Young warmed up against Connecticut but couldn't go. Meanwhile, Young's primary backup, Nate Hairston, Temple's main nickel back, had the flu. Hairston, a converted wide receiver, was dressed and ready but the decision was made not to wear him out. Hairston and Foster split the position, two series at a time. Foster got the start.

"We've got different packages. so our technique is different for those packages," Foster said. "I've never played like actual DB."

"He went out there and played fast,"Rhule said, mentioning that defensive coordinator Phil Snow asked Young to specifically watch his replacements. "Tavon came over and said, 'They're playing well, they're playing really well.' "

As it happens, both Young and Friend are back on the field and expected to play Saturday. McGowan hit the injury list this time. When he left the game for a time against UConn - "to think we would be down to our third center at one point in that game,"Rhule said.

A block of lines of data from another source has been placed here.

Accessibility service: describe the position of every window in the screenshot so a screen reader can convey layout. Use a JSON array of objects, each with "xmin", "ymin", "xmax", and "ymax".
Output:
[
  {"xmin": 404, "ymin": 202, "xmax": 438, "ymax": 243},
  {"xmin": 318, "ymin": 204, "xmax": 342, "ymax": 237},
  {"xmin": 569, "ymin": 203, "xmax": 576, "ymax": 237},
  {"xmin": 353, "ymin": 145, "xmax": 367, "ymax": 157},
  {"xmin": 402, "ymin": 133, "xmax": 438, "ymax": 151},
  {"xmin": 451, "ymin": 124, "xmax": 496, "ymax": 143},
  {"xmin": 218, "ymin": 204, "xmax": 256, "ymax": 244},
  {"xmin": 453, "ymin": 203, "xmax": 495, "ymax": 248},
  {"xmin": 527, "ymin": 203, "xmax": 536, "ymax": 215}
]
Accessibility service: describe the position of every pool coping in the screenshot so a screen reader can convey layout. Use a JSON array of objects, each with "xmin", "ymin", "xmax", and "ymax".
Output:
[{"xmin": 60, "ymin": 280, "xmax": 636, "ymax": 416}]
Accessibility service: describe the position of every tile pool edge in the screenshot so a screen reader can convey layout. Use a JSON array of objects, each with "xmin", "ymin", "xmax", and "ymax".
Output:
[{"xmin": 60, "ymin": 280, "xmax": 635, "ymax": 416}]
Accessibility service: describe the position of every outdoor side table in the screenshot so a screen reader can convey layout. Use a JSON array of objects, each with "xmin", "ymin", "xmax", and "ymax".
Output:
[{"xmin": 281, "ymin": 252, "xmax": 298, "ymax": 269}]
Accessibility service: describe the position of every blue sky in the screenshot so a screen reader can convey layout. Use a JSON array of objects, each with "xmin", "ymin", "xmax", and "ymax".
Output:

It didn't take injuries to show Temple had depth at other positions. Even though Temple is pretty well balanced between run and pass, six wide receivers have caught at least 10 passes and have combined for 15 TD catches spread between five of them.

Temple proved to be a tough matchup this season because it was hard to find an area of weakness to exploit on either side of the ball. The defensive line showed its depth of top-line talent with defensive ends Nate D. Smith, Haason Reddick and Praise Martin-Oguike taking turns grabbing starring roles. Smith talked earlier this year about how their ability to stay fresh has been a key factor.

The backups obviously had to use their time in the shadows well.

"I learned a lot from Tavon," Foster said of watching Young, the starter. "When he's in that position, he's just very calm and very confident. I tried to take that to my mind."

Foster also said secondary coach Fran Brown doesn't let the backups wander away mentally.

"Coach Fran, he coaches everyone the same, he doesn't favor one guy," Foster said. "Everybody knows what they're doing so when it's time to go, you're on point like everybody else."

That's the hope on any football team. It doesn't always happen. The switch to McGowan, a redshirt junior who had started some games last season at guard, was key not just because Friend was a star at the position. Center is always crucial.

"He's one of the best centers in the country - watching what he does, how he handles things, how he prepares for games," McGowan said of his time watching Friend from the shadows. "Just taking in everything I could while I wasn't playing."

As for grading himself, McGowan said, "I'm kind of hard on myself, so there's things I did right, there's things I did wrong. But I would say I've been playing pretty well recently. I've been making most of the calls, seeing almost everything."

If that weren't true, the 10-2 Owls may not be headed to Texas for a milestone game. Rhule called it "one of the story lines of this year for us - some of our best players have gotten hurt and guys have really stepped up."